Multiple Processes
The simplest test -- running multiple instances of compute-heavy processes.
Artificial Neural Network
The FANN fixed-point ANN is an ideal test of the capabilities of the T2000 to sustain multiple compute-bound integer tasks. The gcc 4.0 compiler was used on the T2000 and the Xeon 3.2x2; gcc 3.3.6 was used on the Athon 2600. This tests a 16-4-16 bit ANN implementation of an encoder/decoder (a "MUX"), running the fixed-point ANN for 10000 iterations for each of the 16 test cases. All times are in milliseconds.In this fully integer test, we see that the T2000 achieves throughput peaking at about 7 times that of the Athon 2600. The dual Xeon 3.2 kicked butt, though. I suspect that this is because the test is very sensitive to branch prediction, speculative loading, or caching specifics, due to the fact that it performs intensive calculations using very small integer arrays. Tests on the T2000 using the Sun C 5.8 compiler that came with Solaris 10 showed poorer performance than with gcc 4.0.2. It could also have something to do with the way Solaris handles multiple processes; results using a single multi-threaded executable rather than running multiple separate executables (or running Linux on the T2000) could be different.

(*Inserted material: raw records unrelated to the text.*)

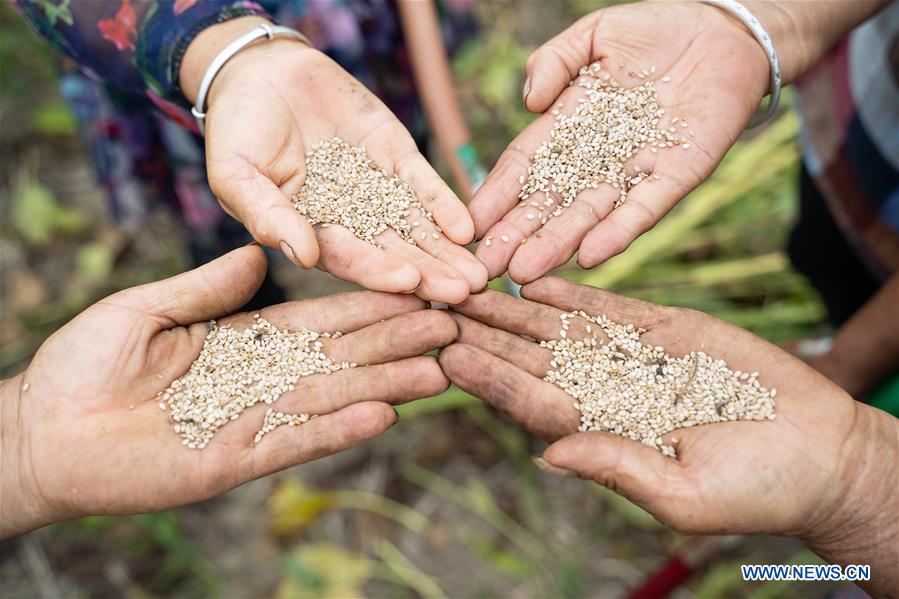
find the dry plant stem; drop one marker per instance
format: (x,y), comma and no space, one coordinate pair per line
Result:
(344,187)
(640,392)
(238,369)
(590,147)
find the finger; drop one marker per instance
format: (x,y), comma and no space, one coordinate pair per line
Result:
(349,258)
(439,281)
(506,221)
(214,289)
(502,240)
(290,445)
(557,241)
(555,63)
(448,211)
(399,337)
(646,204)
(392,148)
(318,395)
(345,312)
(522,317)
(434,242)
(394,382)
(541,408)
(569,297)
(266,212)
(636,471)
(527,355)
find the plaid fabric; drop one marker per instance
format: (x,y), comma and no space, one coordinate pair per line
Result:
(850,109)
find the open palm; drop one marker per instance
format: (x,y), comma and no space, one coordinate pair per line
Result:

| threads | t2000 | athlon 2600 | xeon 3.2x2 | graph |
|---|---|---|---|---|
| 1 | 3650 | 1390 | 310 |
|
| 2 | 3630 | 2790 | 320 | |
| 4 | 3640 | 5560 | 490 | |
| 8 | 3730 | 11140 | 990 | |
| 16 | 4430 | 22490 | 1940 | |
| 32 | 6570 | 45210 | 3860 | |
| 64 | 13480 | 90260 | 7720 |
Smart Pointers
My reference-counting C++ "smart pointer" implementation
has a suite of unit tests which is a repeatable set of compute-bound
mostly integer operations, with a large cache footprint. I think
it is a realistic test of the T2000's ability to perform many parallel
tasks. This test runs the unit test suite, in parallel 1, 2, 4,
8, 16, 32 and 64 times. Results are in milliseconds of elapsed
time for all processes to complete (lower is better.)
| threads | t2000 | athlon 2600 | xeon 3.2x2 | graph |
|---|---|---|---|---|
| 1 | 3300 | 880 | 480 |
|
| 2 | 3300 | 1620 | 530 | |
| 4 | 3300 | 3180 | 890 | |
| 8 | 3400 | 6360 | 2130 | |
| 16 | 4300 | 12720 | 3580 | |
| 32 | 6300 | 25480 | 7160 | |
| 64 | 12380 | 50910 | 13950 |
It is clear that while each T2000 core is slower than the Athon 2600, the fact that there are 8 cores and 32 hardware threads quickly allows the T2000 to outstrip the performance of the single-core Athlon. In fact, performance is completely flat right up to 8 tests, and then quite flat right up to 32 threads. Only when we get to the 64-thread test does the test timing begin to become linear with the increase in number of threads. As the number of threads increase, it becomes clear that the throughput of the T2000 is about quadruple that of the Athlon 2600 on this test. It does not completely dominate the dual 3.5GHz xeon, however; they come out pretty close in throughput, and the xeon easily trounces the T2000 in the lower thread count tests.